Astronomical Measurement: A Concise Guide, Andy Lawrence, Springer, 2014. $89.99 (192 pp.). ISBN 978-3-642-39834-6
In Astronomical Measurement: A Concise Guide, Andy Lawrence, the Regius Professor of Astronomy at the University of Edinburgh, provides a delightfully comprehensive summary of the essential information the budding observational astronomer needs to know. This elegantly succinct textbook—just 143 pages long, plus two appendices—is an inclusive overview of the issues a serious astronomy student should understand to plan science observations. It is aimed at the advanced undergraduate and the beginning graduate student, but it can also serve as an engaging refresher for the working astronomer who wants to venture into a new wavelength regime. For a practical handbook on observational strategies, challenges, and tactics, look no further.
We astronomers live at a time in which all sorts of ground- and space-based astronomical facilities are available to us. Lawrence makes it clear, though, that the problems of signal-to-noise ratio, atmospheric distortion, imaging resolution, detector efficiency, and spectroscopy are analogous across wavelength regimes and that basic observation strategies can be duplicated or adapted to various instruments. What’s required is for astronomers to know what celestial phenomena we want to study and what physical properties will help us understand them.
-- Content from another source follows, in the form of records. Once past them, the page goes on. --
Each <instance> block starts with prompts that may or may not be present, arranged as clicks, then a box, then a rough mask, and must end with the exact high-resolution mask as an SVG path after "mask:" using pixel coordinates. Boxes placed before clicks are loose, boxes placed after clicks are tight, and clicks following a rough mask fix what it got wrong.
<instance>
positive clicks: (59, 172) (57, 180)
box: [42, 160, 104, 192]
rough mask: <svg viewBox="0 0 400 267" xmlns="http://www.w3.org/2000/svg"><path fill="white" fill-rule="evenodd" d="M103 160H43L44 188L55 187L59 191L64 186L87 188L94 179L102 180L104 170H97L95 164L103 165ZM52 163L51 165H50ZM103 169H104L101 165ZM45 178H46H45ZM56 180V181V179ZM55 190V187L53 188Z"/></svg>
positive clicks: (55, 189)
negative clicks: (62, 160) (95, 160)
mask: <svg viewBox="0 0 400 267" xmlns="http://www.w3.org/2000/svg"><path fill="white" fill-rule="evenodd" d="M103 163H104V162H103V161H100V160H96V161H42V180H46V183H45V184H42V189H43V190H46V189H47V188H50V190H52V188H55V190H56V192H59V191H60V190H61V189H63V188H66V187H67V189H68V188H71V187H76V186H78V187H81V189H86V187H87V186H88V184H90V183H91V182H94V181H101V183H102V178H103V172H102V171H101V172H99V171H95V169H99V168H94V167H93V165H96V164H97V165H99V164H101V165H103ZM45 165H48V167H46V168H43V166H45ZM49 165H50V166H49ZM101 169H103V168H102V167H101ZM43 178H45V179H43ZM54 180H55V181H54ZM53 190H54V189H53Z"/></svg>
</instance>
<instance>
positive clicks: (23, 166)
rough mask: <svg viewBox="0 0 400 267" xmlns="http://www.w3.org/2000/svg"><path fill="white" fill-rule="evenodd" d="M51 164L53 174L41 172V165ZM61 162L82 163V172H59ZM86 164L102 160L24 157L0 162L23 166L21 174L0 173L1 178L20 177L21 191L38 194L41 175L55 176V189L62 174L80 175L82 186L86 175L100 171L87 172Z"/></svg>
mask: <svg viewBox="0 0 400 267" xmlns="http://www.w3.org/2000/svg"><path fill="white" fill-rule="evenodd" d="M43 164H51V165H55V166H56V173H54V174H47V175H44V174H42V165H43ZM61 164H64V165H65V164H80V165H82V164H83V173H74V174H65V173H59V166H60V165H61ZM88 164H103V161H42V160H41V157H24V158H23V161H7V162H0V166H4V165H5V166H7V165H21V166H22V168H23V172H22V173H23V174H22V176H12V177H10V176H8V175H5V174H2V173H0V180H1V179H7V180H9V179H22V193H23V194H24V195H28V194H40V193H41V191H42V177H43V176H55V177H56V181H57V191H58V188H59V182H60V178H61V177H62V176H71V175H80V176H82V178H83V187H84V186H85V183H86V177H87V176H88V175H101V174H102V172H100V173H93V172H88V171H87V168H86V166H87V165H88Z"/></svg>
While reading Astronomical Measurement, one thought kept coming back to me: Where were books like this when I was an astronomy student? As a professional who has worked across the electromagnetic spectrum but trained with a bias toward optical astronomy, I am thrilled to see this text. No longer will the student need to struggle through separate introductory textbooks to learn about observing with optical, radio, and high-energy telescopes. Astronomical Measurement covers them all. I would even recommend it as background for proposal writing, provided the writer is already familiar with the physics of radiative processes, which is not covered in detail.
Lawrence’s book is clear about what it is not: a lengthy tome of technical details. For every concept introduced in a chapter, the “Further Reading” and “References” sections at the chapter’s end direct the reader to more thorough discussions in relevant technical books, articles, and manuals. Consequently, Astronomical Measurement will also serve as an excellent reference. Lawrence places his discussion of statistics and orbital mechanics into the appendices, thus making them crucial overview reading. Nonetheless, the student will need to go elsewhere for greater detail on those topics.
I particularly enjoyed reading through the end-of-chapter exercises, which presented real-world examples, not abstract physics puzzles. I was also pleased to see the out-of-the-box question asking students to estimate the total lifetime cost of building and launching a space satellite. Most, if not all, contemporary professional astronomers need to tackle such questions of cost analysis.
Two other good recent multiwavelength treatments are George Rieke’s Measuring the Universe: A Multiwavelength Perspective (Cambridge University Press, 2012) and Edmund Sutton’s Observational Astronomy: Techniques and Instrumentation (Cambridge University Press, 2012). Like Lawrence’s book, Rieke’s covers all the basics, but it is more geared to graduate-level work. And it features the traditional separation of wavelength regimes. In Measuring the Universe, there is much more physics, leading to a large number of equations that interrupt the flow of the text. Observational Astronomy is an intense read adapted from a graduate course aimed at both the theorist and the observer. It also separates the wavelength regimes and is more mathematically oriented; in particular, it provides a greater coverage of statistics. Nice sections on cosmic-ray, neutrino, and gravitational-wave detectors also make it suitable for the experimental physicist.
The theorist may do better with Sutton or even Rieke. But the student will find that Lawrence hits all the vital points, and the observer will find that everything he mentions is of practical value.
Kim Weaver is an astrophysicist at NASA’s Goddard Space Flight Center in Greenbelt, Maryland. She works on multiwavelength observations of active galactic nuclei and starburst galaxies.